January 2019–January 2020, Black with Plants will publish q and a on mental health + community building with botanists, college dropouts, horticulturalists, plant care specialists, natural hair experts, social justice advocates, sound therapists, etc. across the thirteen hardiness zones in the United States and African diaspora.
What do you want readers to know about the Taylor & York salon? located in the Shaw neighborhood, and its impact on salon patrons?
When we first opened our doors we were on the street level of 1604 7th Street NW, there were two large bay windows people could look through and see out of. I remember one day a group of teenaged black girls came in and asked, “Wow, is this your shop?” to which I replied, “Yes!” I remember engaging them for a few moments, gave them business cards and then they left. One thing about that moment that always stays with me is that these girls saw someone that presumably looks exactly like a woman they’re used to seeing: a black woman. To see someone that looks like you doing something you’ve never seen signals that it can be done.
This is something that drives and encourages me more than one would think. I feel it my duty to always demonstrate a different perspective of salon ownership. Whether it’s our plants, products, or technique, you will certainly remember an experience at Taylor & York.
What about the opportunity to display foliage, etc. in the salon first interested you in committing your time and energy to plant care-taking?
How do you feel when you walk into a space filled with plants? you feel happy, right? you feel a sense of home, right?
Well, that’s what I wanted to give each and every soul that walks through these doors. I want them to feel happy. I want them to feel the energy that comes from plants. Breathe in the air. Plants are living organisms that bring forth an energy that you can literally feel (if you surrender to it).
“I don’t know what it is, there’s an energy, a vibe in here. I love it!” This is what we hear from clients on a regular basis. This is why I want plants here.
Restoring your hair is what put us on the map so it’s only natural that we’d want to take part in restoring your soul too, right? (Lol.) All jokes aside, plants are life. They’re living, delicate forms of energy that tug at my heart every time I walk through those doors. My love affair with plants began one day while on IG. I think someone tagged me in @hiltoncarter. (If you know anything about this mans page then I’m sure I don’t even need to explain any further.) I researched nurseries in the DMV, bought five on my first visit, and the rest is history.
These plants are my babies. (Our babies!) I’m an artist at my core, but I’m more of a nurturer. I think my love in caring for plants is rooted in the joy I find in caring for people.
What do you think are the five key characteristics of a successful place?
- Clear intention/vision: know why you’re here.
- Genuine customer service: we love what we do and clients pick up on that.
- Management/patrons/customers: it all starts from the top. you attract the clients that are attracted to the service you give.
- Skill/craft/product: gotta know what you’re doing and be damn good at it
- Aesthetic: who wants to be in an unattractive space—no one.
Community engagement is a significant obligation of direct service. With that in mind, can you tell us about your experience in engaging with clients day-to-day?
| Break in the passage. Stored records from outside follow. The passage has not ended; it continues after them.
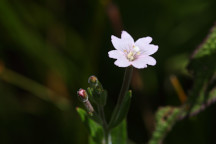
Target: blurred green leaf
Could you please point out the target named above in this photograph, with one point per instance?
(165, 119)
(95, 130)
(119, 133)
(123, 110)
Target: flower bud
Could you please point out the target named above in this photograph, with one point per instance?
(82, 94)
(93, 80)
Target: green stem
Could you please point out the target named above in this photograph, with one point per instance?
(124, 89)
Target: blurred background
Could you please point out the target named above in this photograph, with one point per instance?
(49, 48)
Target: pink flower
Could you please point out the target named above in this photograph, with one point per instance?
(132, 53)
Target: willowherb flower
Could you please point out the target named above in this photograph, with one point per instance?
(132, 53)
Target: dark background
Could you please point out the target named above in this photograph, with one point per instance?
(49, 48)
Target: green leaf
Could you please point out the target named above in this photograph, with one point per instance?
(203, 70)
(119, 133)
(123, 110)
(166, 117)
(94, 129)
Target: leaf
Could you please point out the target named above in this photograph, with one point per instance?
(166, 117)
(119, 133)
(95, 130)
(202, 68)
(123, 110)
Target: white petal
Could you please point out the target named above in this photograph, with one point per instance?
(142, 61)
(127, 36)
(147, 49)
(115, 54)
(122, 62)
(121, 44)
(148, 60)
(139, 64)
(143, 41)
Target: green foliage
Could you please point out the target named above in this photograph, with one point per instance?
(165, 117)
(203, 93)
(119, 133)
(123, 110)
(95, 130)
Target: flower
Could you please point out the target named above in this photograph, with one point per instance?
(132, 53)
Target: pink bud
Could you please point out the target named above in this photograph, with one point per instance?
(82, 94)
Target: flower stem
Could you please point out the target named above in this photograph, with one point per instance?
(123, 91)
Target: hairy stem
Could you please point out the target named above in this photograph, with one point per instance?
(123, 91)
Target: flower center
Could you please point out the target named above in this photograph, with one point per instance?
(133, 53)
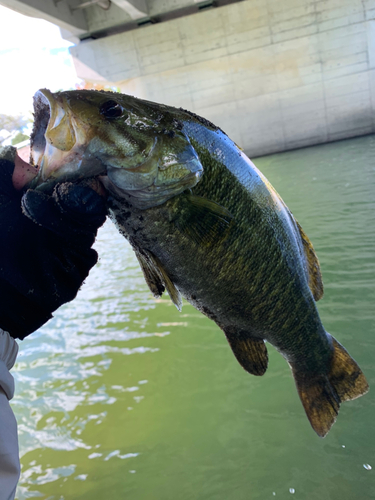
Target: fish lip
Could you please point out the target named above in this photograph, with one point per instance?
(42, 114)
(153, 196)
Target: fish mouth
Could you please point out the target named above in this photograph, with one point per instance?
(58, 141)
(153, 195)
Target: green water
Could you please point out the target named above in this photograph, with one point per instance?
(123, 397)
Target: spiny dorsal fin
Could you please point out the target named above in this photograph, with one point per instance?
(203, 221)
(250, 353)
(156, 276)
(313, 266)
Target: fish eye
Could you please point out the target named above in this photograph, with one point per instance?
(111, 109)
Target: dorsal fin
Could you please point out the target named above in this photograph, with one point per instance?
(314, 274)
(251, 353)
(156, 276)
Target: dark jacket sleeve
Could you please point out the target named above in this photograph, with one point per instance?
(45, 249)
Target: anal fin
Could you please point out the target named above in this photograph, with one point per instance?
(251, 353)
(322, 393)
(156, 276)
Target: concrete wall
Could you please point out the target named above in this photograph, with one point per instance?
(275, 75)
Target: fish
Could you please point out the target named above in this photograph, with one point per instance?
(205, 225)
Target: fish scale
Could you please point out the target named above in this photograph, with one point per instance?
(205, 224)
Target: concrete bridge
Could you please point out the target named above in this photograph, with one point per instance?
(274, 74)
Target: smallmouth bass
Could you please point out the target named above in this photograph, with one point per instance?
(205, 225)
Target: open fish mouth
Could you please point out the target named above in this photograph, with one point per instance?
(58, 141)
(73, 139)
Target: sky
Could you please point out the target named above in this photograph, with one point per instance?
(32, 56)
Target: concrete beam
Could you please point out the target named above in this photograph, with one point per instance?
(137, 9)
(59, 12)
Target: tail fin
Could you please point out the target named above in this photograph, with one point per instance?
(322, 394)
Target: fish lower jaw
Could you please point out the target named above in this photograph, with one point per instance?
(153, 195)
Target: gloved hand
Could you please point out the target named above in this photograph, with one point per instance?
(45, 248)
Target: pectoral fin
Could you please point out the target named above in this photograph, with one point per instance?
(314, 274)
(250, 353)
(202, 220)
(156, 277)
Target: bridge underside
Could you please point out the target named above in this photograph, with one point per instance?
(274, 75)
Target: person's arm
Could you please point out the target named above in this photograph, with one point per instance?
(45, 255)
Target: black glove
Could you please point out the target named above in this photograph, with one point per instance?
(45, 249)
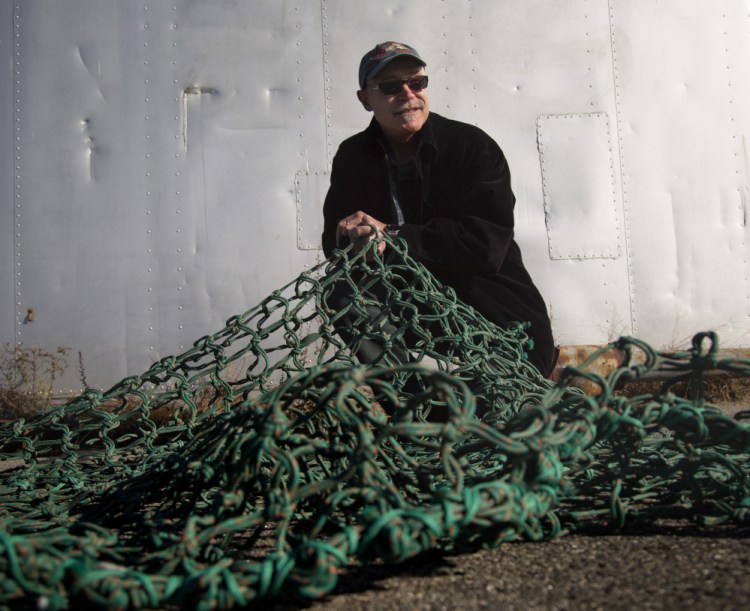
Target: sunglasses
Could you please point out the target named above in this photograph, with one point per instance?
(415, 83)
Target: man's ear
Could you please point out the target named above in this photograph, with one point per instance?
(362, 97)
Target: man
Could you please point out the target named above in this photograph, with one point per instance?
(441, 186)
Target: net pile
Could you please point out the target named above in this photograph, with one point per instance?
(267, 459)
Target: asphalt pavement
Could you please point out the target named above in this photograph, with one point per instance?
(666, 568)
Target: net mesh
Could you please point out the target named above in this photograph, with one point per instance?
(266, 459)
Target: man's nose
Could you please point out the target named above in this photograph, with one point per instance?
(406, 91)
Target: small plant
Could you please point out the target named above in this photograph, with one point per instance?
(27, 378)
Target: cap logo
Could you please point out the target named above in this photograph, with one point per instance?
(389, 47)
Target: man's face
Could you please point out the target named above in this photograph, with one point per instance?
(400, 115)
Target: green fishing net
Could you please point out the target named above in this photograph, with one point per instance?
(267, 458)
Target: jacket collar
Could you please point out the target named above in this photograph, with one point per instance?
(427, 139)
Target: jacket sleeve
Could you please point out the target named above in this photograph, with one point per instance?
(471, 228)
(341, 197)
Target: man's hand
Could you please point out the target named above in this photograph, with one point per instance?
(358, 227)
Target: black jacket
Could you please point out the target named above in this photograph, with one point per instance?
(462, 226)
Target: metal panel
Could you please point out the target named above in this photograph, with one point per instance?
(683, 85)
(7, 182)
(580, 202)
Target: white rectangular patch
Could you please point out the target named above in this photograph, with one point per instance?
(580, 202)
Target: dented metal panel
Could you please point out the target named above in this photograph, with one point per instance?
(163, 165)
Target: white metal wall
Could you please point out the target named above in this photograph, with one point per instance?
(163, 163)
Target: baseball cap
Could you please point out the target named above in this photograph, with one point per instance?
(376, 59)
Do you notice services rendered positively affecting client’s psychological wellbeing?
Most of my clients have been with us since very early on in my career—they’re family. We see clients often times once a week, so yes, it becomes very personal. Early on in my career my approach to building a solid clientele was very different than what it is now. In the beginning it was so hard to trust the process of growth and not take things uber personally, but, I’m glad I did because it was an amazing journey to get here through both good and the not so good. We share our life with our clients and in turn they do the same with us. We’ve cried, laughed, and shared monumental moments with our clients. My transparency I believe was a major facet in contributing to the growth of Taylor & York. I tell stylists all of the time, “if you want to know yourself, look at your schedule.” Likes attract likes. Your clientele is a mere reflection of who you are. There was a point in my career where I felt my clientele was growing in a direction that I was not happy with. I changed and soon after my clientele changed too. My exchanges were more meaningful. Each appointment was an opportunity for growth for both me and my client. we reflect on these moments with our clients and chart the growth—its an amazing feeling.
Would you be willing to share a memorable moment from 2018?
Memorable 2018 moment: the day I surrendered to Taylor and York’s purpose. The day that I realized that we had a healing component to those that need and desire it. People are led here by an energy. The plants serve as a conduit to this as well.
Your perspective is invaluable. Thank you for distilling your talents, sharing your time, and a contributing to the local economy. Can you tell readers a little bit about your perspective on securing space for psychological healing and/or wellness?
Being well is a journey. There are levels to wellness. You’re fooling yourself if you think by reading one book or connecting to an image (burning sage) that you’re are now whole. I’ve always had a passion for people. Hair is the conduit for me to connect with people. It was 2006 when I prayed for growth and change. The answer to my prayer was, “Why would I put people in your chair if you don’t know what to say to them.” It was from that moment on that I knew I had a greater responsibility. This is what I believe growth is: the ability to share perspectives and experiences to advance one self. To have an actual space where these level of exchanges happen on a day-to-day basis is monumental in cultivating community.